A right to disconnect movement in the U.S. likely will be led by individual organizations, followed by states, Alan King, president and CEO of Workplace Options, a global employee well-being company, told HR Dive. The American system of government, with its confluence of state and federal law, makes it more difficult to pass legislation like this than in other countries, King said. 

“We have so much changed into a society that never shuts off; we’re always connected. I think some form of rules that help structure that is a good thing. I say that, in part, because these are rights to disconnect; they are not forced disconnections. They put the onus on the employer and the individual,” King said. 

Workplace Options has employees in every time zone and, as such, is held to right to disconnect laws around the world. But, instead of changing its policies only in those countries, the company is undergoing an overall cultural shift, King said.

“Ultimately, you have a law that is about the culture of an organization. If an employee feels like they’re going to be penalized for not doing something, that’s about that company’s culture,” King said. 

In response, King’s company is changing its approach to meetings. Whereas before, calls were scheduled at times that were favorable to the majority of employees, they are now slotted for windows where everyone is “equally advantaged or disadvantaged,” King said. And the company is reducing its reliance on meetings. 

“We have way the hell more meetings than we need to. Way more things could be an email or an asynchronous chat that delivers on time,” King said. “When we do have to have those conversations together, we do it at a time that’s as convenient for everyone as possible, Or, if it’s inconvenient, we share the burden of time. … It’s not always on the onus of the employees in a different time zone to bend to you.” 

That means having open communication with workers to figure out solutions together, he explained. Ultimately, it’s about adhering to the spirit of the law and asking employees’ boundaries and for their permission to work in certain situations. 

“This is about how people engage with each other and how you engage with them,” King said. 

Anthony Horton, CEO of Corporate Relocation International, a relocation management company, said the issue “really boils down to setting boundaries in our perpetually connected world.”

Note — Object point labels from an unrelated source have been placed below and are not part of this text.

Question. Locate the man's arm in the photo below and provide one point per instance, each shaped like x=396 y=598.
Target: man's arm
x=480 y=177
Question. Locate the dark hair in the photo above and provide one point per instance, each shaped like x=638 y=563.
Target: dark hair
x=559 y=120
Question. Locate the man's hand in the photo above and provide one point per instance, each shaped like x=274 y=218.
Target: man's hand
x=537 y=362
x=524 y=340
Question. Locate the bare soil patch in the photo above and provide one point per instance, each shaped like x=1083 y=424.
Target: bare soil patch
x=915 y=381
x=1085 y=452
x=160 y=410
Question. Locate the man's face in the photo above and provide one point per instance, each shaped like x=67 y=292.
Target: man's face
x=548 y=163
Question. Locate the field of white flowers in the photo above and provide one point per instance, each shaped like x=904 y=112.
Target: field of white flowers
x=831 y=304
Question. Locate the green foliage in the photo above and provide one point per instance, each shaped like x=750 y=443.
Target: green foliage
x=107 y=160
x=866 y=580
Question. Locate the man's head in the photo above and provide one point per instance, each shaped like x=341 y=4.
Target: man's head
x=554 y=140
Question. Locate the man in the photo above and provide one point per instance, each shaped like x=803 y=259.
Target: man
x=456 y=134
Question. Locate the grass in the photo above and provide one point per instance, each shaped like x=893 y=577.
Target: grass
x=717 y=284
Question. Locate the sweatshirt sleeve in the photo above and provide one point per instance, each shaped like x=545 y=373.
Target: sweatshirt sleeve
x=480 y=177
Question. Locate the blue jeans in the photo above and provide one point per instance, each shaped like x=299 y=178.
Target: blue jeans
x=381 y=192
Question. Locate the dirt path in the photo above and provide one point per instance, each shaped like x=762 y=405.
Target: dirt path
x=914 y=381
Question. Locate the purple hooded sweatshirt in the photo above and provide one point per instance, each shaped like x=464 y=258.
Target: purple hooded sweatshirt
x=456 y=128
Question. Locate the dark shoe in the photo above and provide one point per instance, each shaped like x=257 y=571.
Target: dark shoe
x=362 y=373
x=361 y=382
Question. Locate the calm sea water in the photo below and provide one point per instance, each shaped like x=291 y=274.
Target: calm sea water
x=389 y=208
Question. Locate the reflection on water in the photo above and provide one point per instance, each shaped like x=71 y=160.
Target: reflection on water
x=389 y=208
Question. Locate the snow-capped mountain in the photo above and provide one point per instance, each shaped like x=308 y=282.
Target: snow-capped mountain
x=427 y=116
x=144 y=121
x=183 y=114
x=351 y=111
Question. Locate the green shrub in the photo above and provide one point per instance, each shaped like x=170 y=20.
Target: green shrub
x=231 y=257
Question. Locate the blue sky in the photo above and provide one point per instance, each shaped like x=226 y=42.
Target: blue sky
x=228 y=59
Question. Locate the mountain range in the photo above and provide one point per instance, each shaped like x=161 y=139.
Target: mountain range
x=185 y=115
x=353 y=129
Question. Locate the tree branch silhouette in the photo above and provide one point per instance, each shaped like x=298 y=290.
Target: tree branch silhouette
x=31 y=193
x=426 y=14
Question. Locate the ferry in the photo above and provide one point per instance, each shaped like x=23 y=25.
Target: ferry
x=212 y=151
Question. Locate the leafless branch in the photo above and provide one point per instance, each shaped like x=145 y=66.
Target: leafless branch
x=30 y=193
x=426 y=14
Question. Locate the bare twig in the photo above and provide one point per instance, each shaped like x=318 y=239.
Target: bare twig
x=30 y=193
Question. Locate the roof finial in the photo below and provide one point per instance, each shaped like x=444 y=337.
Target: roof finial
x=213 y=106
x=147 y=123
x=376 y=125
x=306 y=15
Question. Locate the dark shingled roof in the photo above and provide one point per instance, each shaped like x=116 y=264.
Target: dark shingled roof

“I question whether it is a thing that needs to be legislated since, really, it is us, as leaders of corporations, who need to be listening to the evolving needs of employees and ensuring we understand the impacts” of technology, different work arrangements and evolving standards for employee well-being, Horton told HR Dive via email. “I think responsible companies will do this on their own.” 

Ultimately, leaders who make sure employees feel they have the right to disconnect and that their well-being is prioritized will see a positive impact both on their workers and on their business, Laura Lomelí, a principal executive advisory consultant at BetterUp, a coaching and human transformation company, told HR Dive via email. 

But, she cautions to ensure that right to disconnect policies be tailored to a company or an industry. 

“The underlying premise and motive of the policy should be embraced. Yet, a policy like this should not be viewed as a one-size-fits-all and instead should be customized to the industry and company culture,” Lomelí said.